In the late 1980’s, the most successful radio campaign of all time was the Motel 6 radio ads. You remember the ones with the folksy announcer, Tom Bodett, who always ended the spots with the famous line, “we’ll leave the light on for you.” The Richards Group, an advertising agency in Texas hired Bodett to perform on the spots, and even write many of them.
During the amazing run of that campaign, Mr. Bodett was asked why he thought the radio ads were so successful. Mr. Bodett, who lived in Alaska, and I believe still does told the following story:
“You see back in Alaska I lived for years down a long dirt road that wondered along a river and through the trees and there wasn’t hardly a day that went by where I didn’t see a moose standing in the river or on the road or walking down a ditch like it was nobodies business. But then on September 1st, Opening day of moose season, I could walk two days through the woods and never even smell one. Why? Because in this business, they’re what we call a target audience . . . and they know it just like a consumer knows when they are being fingered and they don’t stand still for it.”

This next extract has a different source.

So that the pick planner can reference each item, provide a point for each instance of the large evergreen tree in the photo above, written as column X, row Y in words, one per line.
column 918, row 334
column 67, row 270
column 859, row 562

So what does this have to do with the phenomenal success of his radio commercials? Tom Bodett thought if people knew advertisers were targeting them, they would go and hide, too. So he found a way to advertise to a targeted audience without them knowing they are being targeted, using very clever and fun copy in his ads.
If you’re a fan of Tom Bodett, and are interested in advertising, here is an excerpt from the talk he did for the Radio Industry back in 1991.
Of course a lot has changed in the advertising industry since then. But I doubt Mr. Bodett at the time had any idea how relevant his concept would still be today.
In fact, what Mr. Bodett taught us was the importance of not just avoiding the fact that advertising is targeting consumers, but that it must be fun. Thus, he hit on the essence of what really makes social media work. We have seen businesses use Facebook just to post ads with relatively marginal success. These businesses may have a core audience that does not mind constant advertising in their newsfeeds. But when businesses only post ads or promotions, they are seriously limiting the potential of the medium.
A good example of the difference between just posting advertising and posting fun stuff can be seen when we compared two businesses in our market here in Central Pennsylvania. One business has about 1,100 fans while the other has almost 4,600 fans. The business with 1,100 fans posts fun and interesting information for their fan base that gets lots of Comments, Likes and Shares, while the business with over 4,000 gets just a fraction of the interaction the business with the 1,100 gets. This is an important distinction, because the more interaction you get, the more people see your brand in their timeline. That means more impressions.
In conclusion, if you want to get the most out of your advertising, whether it is traditional media like radio, or social media like Facebook, content makes a huge difference. Do not be lazy and just post your latest print ad or give stuff away to get people to like you. Take the time and effort to look for fun and interesting stuff like cartoons or pictures that your fan base would find fun or interesting. Get involvement by asking questions (can you guess what this picture is?) Then, not only will you retain your base, but will get better results when you do advertise a special sale or event.